Mo Yan: the First Chinese Writer to Win the Nobel Prize for Literature

After receiving the news that he won the Nobel Prize for Literature, Mo Yan expressed his excitement at a news conference in his hometown Gao-mi in east China’s Shandong Province.

He said, “It is really a big surprise for me to win the Nobel Prize in literature, for there are so many excellent writers both at home and abroad. And I feel very happy. Some people say the winning of the prize is a recognition of universal values by the western countries. I understand those universal values as truth, kindness and beauty. And only when you feel and experience it, can you write good works that can both touch yourself and your readers.” Senior CPC leader Li Changchun has congratulated Mo Yan on winning the 2012 Nobel Literature Prize. Li says in a letter to the China Writers Association that Mo’s winning of the prize reflects the prosperity and progress of the Chinese literature.

Mo Yan’s novel Red Sorghum first came to wide attention on the big screen both at home and abroad in 1987. The film was directed by Jiang Yimou and marked the acting debut of Gong Li. Many got to know of Mo when director Zhang Yimou adapted this novel from his 1986 novella of the same name, bringing to life a visual landscape characterized by red sorghum fields and a fiery setting sun.

Set in Gaomi, the story is the tale of a sedan carrier who saves the bride he is carrying from bandits, and later marries her. The wild, audacious man urinates in the local winery’s precious barrels, but also later dies fighting against Japanese troops during World War II. Editor Ye Kai has high praises for this work, calling it an ode to the power of life.

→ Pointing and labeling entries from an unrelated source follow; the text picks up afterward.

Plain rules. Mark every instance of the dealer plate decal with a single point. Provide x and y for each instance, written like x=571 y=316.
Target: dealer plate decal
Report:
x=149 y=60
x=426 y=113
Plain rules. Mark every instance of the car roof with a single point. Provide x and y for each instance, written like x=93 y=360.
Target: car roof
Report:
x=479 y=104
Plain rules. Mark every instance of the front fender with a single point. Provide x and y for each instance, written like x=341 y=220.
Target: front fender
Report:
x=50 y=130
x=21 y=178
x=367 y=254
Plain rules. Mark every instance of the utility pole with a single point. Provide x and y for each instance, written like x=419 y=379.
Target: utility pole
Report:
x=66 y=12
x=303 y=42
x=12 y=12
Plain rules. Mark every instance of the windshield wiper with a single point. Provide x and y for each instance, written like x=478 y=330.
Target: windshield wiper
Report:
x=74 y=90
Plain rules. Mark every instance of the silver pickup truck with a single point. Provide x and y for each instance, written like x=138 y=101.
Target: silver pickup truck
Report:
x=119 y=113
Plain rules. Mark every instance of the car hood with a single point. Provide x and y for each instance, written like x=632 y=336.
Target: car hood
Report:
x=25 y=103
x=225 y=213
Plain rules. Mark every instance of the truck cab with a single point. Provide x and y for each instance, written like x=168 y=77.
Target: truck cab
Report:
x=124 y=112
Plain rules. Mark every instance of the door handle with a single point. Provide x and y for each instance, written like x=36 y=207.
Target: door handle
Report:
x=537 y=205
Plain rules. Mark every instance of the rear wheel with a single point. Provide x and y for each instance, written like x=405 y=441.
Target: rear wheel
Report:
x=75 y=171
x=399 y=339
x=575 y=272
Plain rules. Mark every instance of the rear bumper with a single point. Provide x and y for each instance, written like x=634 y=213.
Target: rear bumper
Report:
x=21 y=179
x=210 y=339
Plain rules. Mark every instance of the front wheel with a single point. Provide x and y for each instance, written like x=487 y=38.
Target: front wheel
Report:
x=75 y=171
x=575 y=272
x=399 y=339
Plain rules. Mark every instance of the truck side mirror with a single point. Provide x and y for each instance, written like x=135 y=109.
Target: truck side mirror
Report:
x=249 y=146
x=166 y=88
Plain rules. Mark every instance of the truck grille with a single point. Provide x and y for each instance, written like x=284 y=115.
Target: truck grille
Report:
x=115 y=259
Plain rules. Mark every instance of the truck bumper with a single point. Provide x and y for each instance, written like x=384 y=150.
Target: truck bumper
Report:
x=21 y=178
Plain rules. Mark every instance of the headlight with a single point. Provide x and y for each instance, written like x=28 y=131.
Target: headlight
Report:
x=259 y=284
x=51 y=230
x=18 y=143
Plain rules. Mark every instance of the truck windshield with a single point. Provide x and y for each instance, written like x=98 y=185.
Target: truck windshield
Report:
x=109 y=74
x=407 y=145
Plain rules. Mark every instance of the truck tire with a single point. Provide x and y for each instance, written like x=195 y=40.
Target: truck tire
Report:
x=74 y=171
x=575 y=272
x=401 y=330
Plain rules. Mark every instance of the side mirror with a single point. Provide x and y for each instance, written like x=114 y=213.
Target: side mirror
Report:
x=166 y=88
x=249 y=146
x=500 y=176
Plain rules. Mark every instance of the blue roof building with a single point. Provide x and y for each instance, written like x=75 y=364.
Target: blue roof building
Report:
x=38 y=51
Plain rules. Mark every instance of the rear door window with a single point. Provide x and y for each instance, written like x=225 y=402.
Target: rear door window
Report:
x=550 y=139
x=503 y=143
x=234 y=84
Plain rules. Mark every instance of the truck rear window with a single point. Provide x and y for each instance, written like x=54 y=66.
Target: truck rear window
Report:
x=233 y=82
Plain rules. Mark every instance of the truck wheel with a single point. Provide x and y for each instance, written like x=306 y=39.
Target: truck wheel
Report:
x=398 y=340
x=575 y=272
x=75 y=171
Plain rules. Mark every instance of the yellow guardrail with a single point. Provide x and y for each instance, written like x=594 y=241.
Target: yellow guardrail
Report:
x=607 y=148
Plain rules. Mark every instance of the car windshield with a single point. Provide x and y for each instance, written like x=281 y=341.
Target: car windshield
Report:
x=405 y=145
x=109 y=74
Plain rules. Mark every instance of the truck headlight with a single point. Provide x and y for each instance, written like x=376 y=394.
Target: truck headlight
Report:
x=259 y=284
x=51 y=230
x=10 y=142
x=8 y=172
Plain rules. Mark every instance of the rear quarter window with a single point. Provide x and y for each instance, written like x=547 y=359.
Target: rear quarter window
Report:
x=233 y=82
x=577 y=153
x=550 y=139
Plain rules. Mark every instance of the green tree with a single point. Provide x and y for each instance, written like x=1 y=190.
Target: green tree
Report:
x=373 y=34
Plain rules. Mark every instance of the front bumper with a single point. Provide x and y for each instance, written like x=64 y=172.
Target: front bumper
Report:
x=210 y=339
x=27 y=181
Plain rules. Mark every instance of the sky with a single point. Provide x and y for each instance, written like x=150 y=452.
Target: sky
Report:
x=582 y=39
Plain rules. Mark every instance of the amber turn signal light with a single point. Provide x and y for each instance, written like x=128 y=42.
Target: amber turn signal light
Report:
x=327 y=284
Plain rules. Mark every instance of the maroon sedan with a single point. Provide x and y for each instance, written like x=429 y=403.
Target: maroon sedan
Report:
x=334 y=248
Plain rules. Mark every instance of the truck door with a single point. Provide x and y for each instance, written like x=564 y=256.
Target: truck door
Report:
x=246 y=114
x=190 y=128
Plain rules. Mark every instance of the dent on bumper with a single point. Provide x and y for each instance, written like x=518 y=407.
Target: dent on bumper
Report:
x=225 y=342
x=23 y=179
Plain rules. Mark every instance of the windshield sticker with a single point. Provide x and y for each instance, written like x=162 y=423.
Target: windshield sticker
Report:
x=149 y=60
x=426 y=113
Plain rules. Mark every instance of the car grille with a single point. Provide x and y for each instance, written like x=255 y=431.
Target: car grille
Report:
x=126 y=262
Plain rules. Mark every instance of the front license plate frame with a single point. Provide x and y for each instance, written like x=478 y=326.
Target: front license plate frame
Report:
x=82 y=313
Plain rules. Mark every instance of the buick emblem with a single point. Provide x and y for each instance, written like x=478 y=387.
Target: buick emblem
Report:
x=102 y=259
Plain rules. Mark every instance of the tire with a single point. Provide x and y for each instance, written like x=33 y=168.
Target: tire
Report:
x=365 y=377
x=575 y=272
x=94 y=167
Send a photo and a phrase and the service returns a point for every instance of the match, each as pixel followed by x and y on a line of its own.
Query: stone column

Not all were convinced that Mo deserved to win the prize. Some writers criticized Mo on his perspectives rather than talent, and cast doubts that he could be objective and independent enough when discussing serious social issues in his works. They believed his winning of the Nobel Prize was in direct conflict with his position as vice-chairman of the official Chinese Writers Association.

Paper Republic’s Abrahamsen appreciates Mo’s poise between literary and analytic aspirations best. “Chinese literature can often go to one extreme or the other,” he says. “Either it’s an exposition of a writer’s opinions about a social issue, sacrificing literary value, or else it’s a work that retreats from reality and plays games with imagination. I think Mo Yan has kept the balance.”